Senior quarterback Lincoln Victor, playing in his first game after missing the past two weeks (back), said the tough nonleague slate and the 4A GSHL schedule only prepares them better for what he describes as the third season: playoffs.
“These games we’re able to pull out and grind through,” he said, “is a testament to all the hard work we put in and all the adversity we’ve been set back with.”
Victor went a step further when talking about the adversity from the teachers’ strike at the start of the season to a rollercoaster California roadtrip that included a 17-hour busride and come-from-behind win to the recent passing of longtime assistant coach Mark Rego.
Flanagan’s record-setting night
Woodland’s Tyler Flanagan cemented his name into the record books early Friday by surpassing his father, Glen Flanagan’s, 30-year single-season rushing record in the first quarter.
That wasn’t the only record the younger Flanagan set in a 47-27 win over Mark Morris to close out the regular season.
Flanagan broke or tied eight school records, including single-game rushing (362), single-game rushing touchdowns (five), single-season rushing TDs (29) and total TDs in a season (30), and points in a season (192). yards in a game (362), rushing touchdowns.
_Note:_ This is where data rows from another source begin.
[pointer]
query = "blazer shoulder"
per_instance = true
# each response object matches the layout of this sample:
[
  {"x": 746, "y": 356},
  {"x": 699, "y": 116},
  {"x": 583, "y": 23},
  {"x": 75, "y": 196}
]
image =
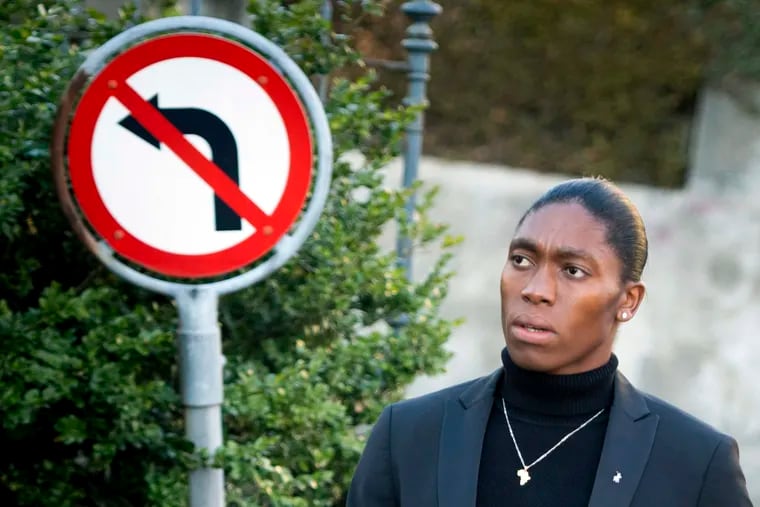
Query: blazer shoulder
[
  {"x": 481, "y": 386},
  {"x": 682, "y": 424}
]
Flanagan now has 1,768 rushing yards entering next week’s state preliminary round game at Tumwater.
The moment Prairie’s season changed
Prairie can point to the exact moment when the direction of its season changed.
Mired in a four-game losing streak, the Falcons trailed Hudson’s Bay 21-17 late in their Week 7 game on Oct. 12.
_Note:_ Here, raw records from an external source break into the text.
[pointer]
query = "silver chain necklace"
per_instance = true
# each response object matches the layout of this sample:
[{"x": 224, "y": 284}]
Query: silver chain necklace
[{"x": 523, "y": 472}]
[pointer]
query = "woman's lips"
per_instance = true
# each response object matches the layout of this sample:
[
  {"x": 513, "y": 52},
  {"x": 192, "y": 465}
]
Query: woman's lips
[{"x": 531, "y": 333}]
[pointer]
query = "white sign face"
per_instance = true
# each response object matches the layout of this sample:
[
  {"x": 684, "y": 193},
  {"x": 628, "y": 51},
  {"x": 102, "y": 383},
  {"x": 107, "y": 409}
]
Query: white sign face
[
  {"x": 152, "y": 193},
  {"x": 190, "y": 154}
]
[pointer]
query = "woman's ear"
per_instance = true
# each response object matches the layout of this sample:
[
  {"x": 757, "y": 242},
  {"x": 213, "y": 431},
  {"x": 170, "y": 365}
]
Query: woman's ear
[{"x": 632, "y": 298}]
To make matters worse, starting quarterback A.J. Dixson was out, an icepack wrapped around the foot he injured late in the first half.
Backup quarterback Zackery Brown led a game-deciding drive, completing a 28-yard touchdown pass to Nolan Mickenham with 2:20 to play.
Prairie won that game 23-21, igniting a three-game winning streak that culminated with Friday’s 34-7 win over Evergreen. That victory clinched the No. 3 playoff seed in the 3A Greater St. Helens League, Prairie’s first postseason berth since 2011.
Dixson, who rushed for 131 yards and two touchdowns Friday, said the Hudson’s Bay vcitory showed that Prairie could win even when faced with injuries and adversity.
“I got hurt and our backup quarterback Zack Brown had a hell of a game,” Dixson said. “I feel like without me, our team saw what Zack could do for the team. That put everyone else’s heads up. With me back, everyone’s heads are still up. It’s even better.”
Prairie coach Mike Peck said Dixson, even when hurt, was a leader on the sidelines. He said that maturity and poise spread throughout the team over the past three weeks.
“We fought some adversity and found a way to pull it out, but I wasn’t surprised though,” Peck said. “The kids, they kept believing the entire time. We knew all we had to do was win out, and we believed we could do that.”